If you are as unfamiliar with Gilgamesh as I was, here it is in a nutshell. Gilgamesh is running roughshod over the people of Uruk, including instituting the royal prerogative of deflowering brides before they marry. When the people beg the gods to make Gilgamesh into a good king, the gods create a wild man named Enkidu who is Gilgamesh's equal. After discovering that they are indeed equals, the two become fast friends and have many adventures together, one in particular because Gilgamesh rejects the goddess Isthtar's marriage proposal. When the gods become offended by one of the adventures and take Enkidu's life as forfeit, Gilgamesh becomes obsessed with the idea of immortality. He then sets off on a new series of adventures in quest of eluding death, only to find that all men must die. He returns to Uruk and becomes the good king that the people wanted all along.
When a story is as ancient as the Epic of Gilgamesh, it is not surprising that there are several versions that have been recovered on ancient clay tablets. What is surprising is that Gilgamesh's story is alive and well in modern culture, ranging from music to television to video games. That makes it more understandable that Robert Silverberg, that prolific master of science fiction, brought his talents to bear on retelling the tale in 1984. One wonders how earlier authors missed taking advantage of a story with such fantastic elements: a demi-god, slayer of monsters, and master warrior, searching for the key to immortality.
In Gilgamesh the King, Silverberg spins a mesmerizing narrative that follows the basic plotline of the original epic. Told by Gilgamesh himself, it begins with the funeral of his father and 6-year-old Gilgamesh's realization that friends and servants are being sent to their death so they can serve the king in the next life. Thus, the theme of man's struggle with the inevitability of death is introduced.
We also meet the young girl who will become the high priestess of Inanna (Sumerian goddess equivalent to Ishtar). As the personification of the goddess of love and war, she both tempts and infuriates Gilgamesh in a lifelong struggle for love and power. As well as the exciting adventures and fun of seeing how Silverberg interpreted the original epic, we see also that Gilgamesh is pondering big questions: why must people die, what is the meaning of life, and how does one balance destiny with action and free will?
In the afterword, Silverberg himself admits that he strove to give the story an historical Sumerian setting and tell it from the original Gilgamesh's point of view, while weaving in elements of the epic.
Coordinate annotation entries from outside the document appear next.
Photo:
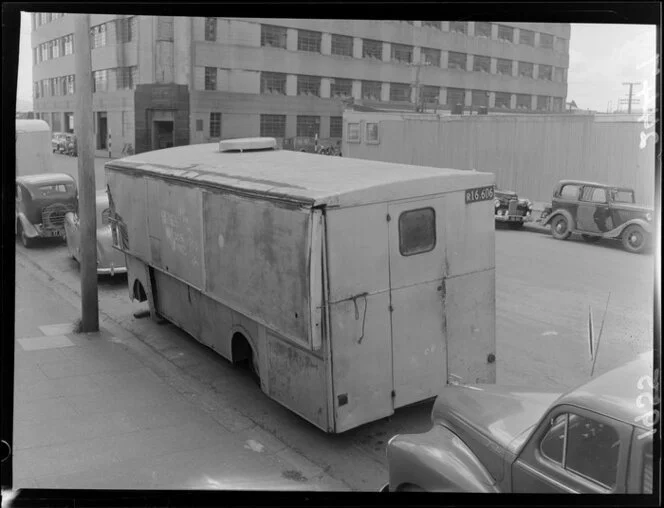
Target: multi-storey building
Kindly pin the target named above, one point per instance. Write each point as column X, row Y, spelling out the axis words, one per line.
column 163, row 80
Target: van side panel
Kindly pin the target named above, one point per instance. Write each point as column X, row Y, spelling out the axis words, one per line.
column 470, row 294
column 257, row 260
column 361, row 342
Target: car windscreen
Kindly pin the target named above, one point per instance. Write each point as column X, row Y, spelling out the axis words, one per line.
column 622, row 196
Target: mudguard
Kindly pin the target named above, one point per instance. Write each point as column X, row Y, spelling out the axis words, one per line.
column 568, row 216
column 436, row 461
column 30, row 230
column 616, row 232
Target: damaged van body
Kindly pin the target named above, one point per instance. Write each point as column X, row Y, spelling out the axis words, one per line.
column 353, row 287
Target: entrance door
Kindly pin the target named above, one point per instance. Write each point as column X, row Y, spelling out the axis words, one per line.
column 102, row 130
column 162, row 136
column 417, row 292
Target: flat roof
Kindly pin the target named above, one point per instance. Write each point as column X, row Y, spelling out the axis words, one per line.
column 304, row 178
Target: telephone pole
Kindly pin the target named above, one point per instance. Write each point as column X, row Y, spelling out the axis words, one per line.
column 86, row 174
column 629, row 100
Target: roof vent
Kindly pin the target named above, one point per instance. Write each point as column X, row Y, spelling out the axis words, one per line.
column 243, row 144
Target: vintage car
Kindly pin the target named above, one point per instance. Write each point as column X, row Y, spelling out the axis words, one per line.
column 42, row 201
column 597, row 438
column 110, row 261
column 512, row 210
column 597, row 211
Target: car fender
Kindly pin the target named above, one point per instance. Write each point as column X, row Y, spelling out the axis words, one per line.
column 30, row 230
column 436, row 461
column 565, row 213
column 616, row 232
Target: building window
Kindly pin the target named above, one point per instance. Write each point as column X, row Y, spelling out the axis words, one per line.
column 308, row 41
column 503, row 100
column 210, row 78
column 431, row 56
column 480, row 98
column 456, row 96
column 399, row 92
column 126, row 77
column 371, row 90
column 504, row 67
column 273, row 83
column 459, row 26
column 341, row 87
column 523, row 101
column 546, row 41
column 505, row 33
column 417, row 231
column 342, row 45
column 274, row 36
column 273, row 126
column 527, row 37
column 69, row 44
column 98, row 36
column 308, row 85
column 210, row 29
column 457, row 61
column 336, row 126
column 100, row 81
column 542, row 103
column 525, row 70
column 215, row 125
column 429, row 94
column 402, row 53
column 545, row 72
column 483, row 29
column 353, row 133
column 126, row 29
column 481, row 63
column 308, row 126
column 372, row 49
column 371, row 133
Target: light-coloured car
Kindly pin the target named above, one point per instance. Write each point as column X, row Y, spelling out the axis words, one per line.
column 597, row 438
column 110, row 261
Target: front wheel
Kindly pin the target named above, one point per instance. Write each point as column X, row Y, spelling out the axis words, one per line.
column 560, row 228
column 634, row 239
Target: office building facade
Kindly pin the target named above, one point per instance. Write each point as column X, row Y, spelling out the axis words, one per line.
column 161, row 80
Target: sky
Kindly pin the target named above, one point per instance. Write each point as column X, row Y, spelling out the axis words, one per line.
column 601, row 59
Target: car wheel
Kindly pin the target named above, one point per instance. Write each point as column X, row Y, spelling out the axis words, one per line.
column 634, row 239
column 591, row 238
column 560, row 228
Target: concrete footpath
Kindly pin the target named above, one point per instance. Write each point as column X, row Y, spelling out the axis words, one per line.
column 104, row 411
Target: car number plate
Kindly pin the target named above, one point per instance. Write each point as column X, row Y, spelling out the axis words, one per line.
column 479, row 194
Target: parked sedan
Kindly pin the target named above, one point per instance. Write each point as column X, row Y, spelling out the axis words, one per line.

There are those who lament this approach because it resulted in making certain adventures mundane compared to the epic. However, I do not think that the critics give Silverberg enough credit. Silverberg very effectively carries the reader to ancient times and into the mind of the main character. Gilgamesh experiences the gods' power and magic and, thus, so does the reader. The writing style is appropriately spare and simple, as if to echo how it would have been written in antiquity, as well as how difficult it would have been for an action-oriented hero to get his thoughts written down.
However, Silverberg also unwittingly gives a comparison between the ancient and modern secular worldviews. Considering the epic's origin in ancient biblical times, Catholic readers have an almost unparalleled opportunity to compare it to the revelations of God and human nature that are found in the Christian faith.
Readers can see how the Hebrew people molded elements of that tale to show the truth about God and where the differences between the stories. For example, the gods in Gilgamesh depend on the smoke from the people's burnt offerings as food. If the people are destroyed so that no more offerings can be given, then the gods will starve. Contrast this with the many times in the Old Testament that God says that he is not interested in burnt offerings. "For it is love that I desire, not sacrifice, and knowledge of God rather than holocausts" (Hos. 6:6).